Lee Holloway (Maggie Gyllenhaal) est une grande fille un peu godiche, très mal dans sa peau, qui vit chez ses parents avec un père absent et alcoolique et une mère envahissante. Dans cet univers familial étouffant, elle n’a trouvé qu’une solution pour extérioriser son mal-être : se mutiler les jambes (à coups de ciseaux ou en y collant une bouilloire). Elle apprend néanmoins la sténo-dactylo et trouve un emploi chez Edward Grey (James Spader), un avocat qui, lui non plus, ne semble pas très stable psychologiquement. Au bout de quelques temps, il entraîne sa secrétaire dans de curieux jeux sado-masochistes auxquels elle se prête de bonne grâce…
Steven Shainberg nous conte une histoire d’amour à rebours en partant de personnages complètements paumés, névrosés et dépressifs qui vont parvenir à s’accepter en prenant des chemins hors-normes. Le relation trouble qui naît entre Edward et Lee ne sert jamais de condiment sulfureux destiné à relevé un plat un peu fade : elle répond au contraire parfaitement au trajet psychologique de ces personnages que le cinéaste peint avec une rare justesse. Epaulé par une actrice époustouflante (je pèse mes mots : Maggie Gyllenhaal est surprenante de bout en bout et habite son rôle avec une intensité peu commune), Shainberg nous offre un portrait de femme très réussi. Rares sont les cinéastes qui ont osé traiter du problème de la scarification (Marina de Van l’a fait dans le très intéressant et dérangeant Dans ma peau mais elle s’inscrivait , à mon sens, dans une autre optique).
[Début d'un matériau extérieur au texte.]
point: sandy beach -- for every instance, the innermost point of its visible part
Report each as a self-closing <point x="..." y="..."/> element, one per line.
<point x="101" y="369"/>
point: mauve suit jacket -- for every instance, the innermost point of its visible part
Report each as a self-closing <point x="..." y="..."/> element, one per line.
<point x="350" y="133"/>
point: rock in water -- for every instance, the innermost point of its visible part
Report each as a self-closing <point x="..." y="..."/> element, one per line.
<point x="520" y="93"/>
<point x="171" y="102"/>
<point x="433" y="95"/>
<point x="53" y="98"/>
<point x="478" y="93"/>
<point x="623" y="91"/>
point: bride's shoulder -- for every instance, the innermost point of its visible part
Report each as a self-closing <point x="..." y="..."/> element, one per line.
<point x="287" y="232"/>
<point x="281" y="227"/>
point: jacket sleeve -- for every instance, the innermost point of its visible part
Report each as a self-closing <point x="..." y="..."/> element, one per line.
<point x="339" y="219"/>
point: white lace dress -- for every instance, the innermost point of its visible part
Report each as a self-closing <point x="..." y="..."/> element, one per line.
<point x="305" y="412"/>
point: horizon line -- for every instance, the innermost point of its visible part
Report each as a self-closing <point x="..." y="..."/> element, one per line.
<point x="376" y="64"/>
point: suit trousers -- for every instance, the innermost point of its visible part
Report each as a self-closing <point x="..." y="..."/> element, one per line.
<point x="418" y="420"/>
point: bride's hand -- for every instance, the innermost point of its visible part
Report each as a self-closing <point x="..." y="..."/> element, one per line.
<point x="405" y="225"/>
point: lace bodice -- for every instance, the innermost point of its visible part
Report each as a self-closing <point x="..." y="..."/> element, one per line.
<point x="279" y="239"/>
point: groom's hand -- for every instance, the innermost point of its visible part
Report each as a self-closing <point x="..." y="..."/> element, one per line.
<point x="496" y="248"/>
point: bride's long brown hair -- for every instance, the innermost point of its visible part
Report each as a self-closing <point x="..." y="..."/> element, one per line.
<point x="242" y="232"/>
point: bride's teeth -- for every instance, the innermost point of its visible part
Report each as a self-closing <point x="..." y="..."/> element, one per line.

Si Lee se mutile, c’est qu’elle a une relation totalement névrotique à son corps, qu’elle est incapable de l’accepter. Source de souffrance permanente, les blessures qu’elle s’inflige lui permettent de visualiser cette douleur, d’en saisir physiquement la cause. Pourquoi cette névrose ? Shainberg se garde bien de tout schématisme psychologique mais lance des hypothèses. La première, c’est bien évidemment le climat familial. Père absent et mère possessive ; on peut craindre que la caricature pointe le bout de son nez. Mais là encore, le cinéaste s’en tire en traitant cette hypothèse littéralement : le père n’aura droit qu’à deux ou trois scènes traitées très rapidement tandis que la mère sera réduite à une simple présence entêtante (elle attend tous les jours sa fille à la sortie de son travail). Shainberg en fait moins de véritables personnages que des esquisses qui correspondent vraisemblablement à la représentation mentale qu’en a Lee.
A côté de cela, le travail de la jeune femme va lui permettre de la délester du poids de son corps. Elle cherche d’abord le travail le plus monotone possible pour pouvoir s’y consacrer totalement et s’oublier. Puis, elle offre son corps à la domination totale de son patron. La relation qui lie Edward et sa secrétaire témoigne de la phobie du corps et de la sexualité chez ces deux êtres paumés. D’un côté, l’homme impuissant et sa volonté de puissance qui ne s’exprime que par une violence d’abord psychologique puis physique (les séances de fessées) ; de l’autre, la femme qui abandonne son corps à la force de l’Autre pour ne plus se faire souffrir elle-même. Quelque chose de vertigineux naît entre ces deux solitudes qui n’ont trouvé que ce moyen pour sortir de leurs névroses.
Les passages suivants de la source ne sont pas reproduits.